Wasserfälle und Panzer

Indes fällt es nicht leicht, die mehr als entschleunigten Szenen, die sich zu einem manchmal langatmigen Ritornell in einem dreidimensionalen Bilderrahmen addieren, als Zuschauer zu entern. Ponifasio orientiert sich an den Word Paintings des neuseeländischen Malers Colin McCahon, dessen mit Schrift übersäte, auf schwarz-weiß beschränkte Bilder "I am", "I applied my mind" und "Victory over Death 2" der Aufführung nicht nur den Titel leihen sondern auch als Videoprojektionen direkt zitiert werden. Darunter legt Ponifasio Soundcluster, die mal donnernde Wasserfälle, rollende Panzer oder mörderische Maschinen assoziieren und mit expressiv vorgetragenen Sprechgesängen von traditionellen Moteateas, maorischen Trauergesängen und Gebeten, gekreuzt werden.

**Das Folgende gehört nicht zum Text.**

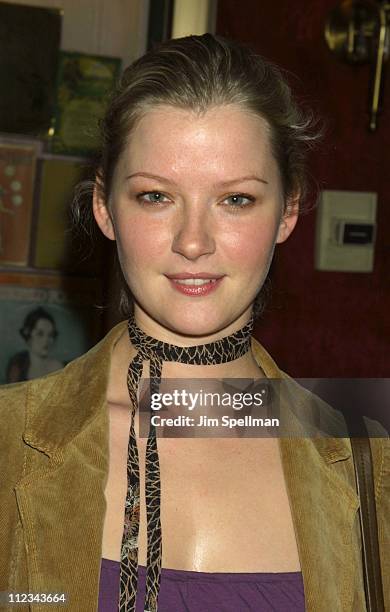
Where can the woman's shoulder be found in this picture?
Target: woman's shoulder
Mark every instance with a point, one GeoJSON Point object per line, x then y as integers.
{"type": "Point", "coordinates": [81, 382]}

i am 560 ruhrtriennale joergbaumann uChristusfigur auf schwarz-weißem Grund – eines der stärksten Bilder des Abends. © Jörg Baumann

Seine Akteure ringen im Gegenlicht, gehen sich an die Gurgel, geißeln sich selbst oder werfen die Arme fassungslos gen Himmel. Eine Frau posiert und tanzt aufreizend mit einem Gewehr, als würde sie sich wie Niki de Saint Phalle gleich an ein "Schießbild" begeben. Ein glatzköpfiger androgyner und ganz in Weiß gekleideter Engel der Geschichte wird mit Blut bespuckt und mit Blumen geschmückt.

Kulturen-Mix

Ponifasio, der bereits 2012 für die Ruhrtriennale "Prometheus" in einem stillgelegten Stahlwerk eingerichtet hat, bezieht sich auf Antonin Artaud und Heiner Müller und versammelt Darsteller aus Neuseeland, Europa, Australien, Kanada, der Türkei, Neukaledonien und Samoa, die er "Community" und nicht "Company" nennt und die den Namen MAU trägt.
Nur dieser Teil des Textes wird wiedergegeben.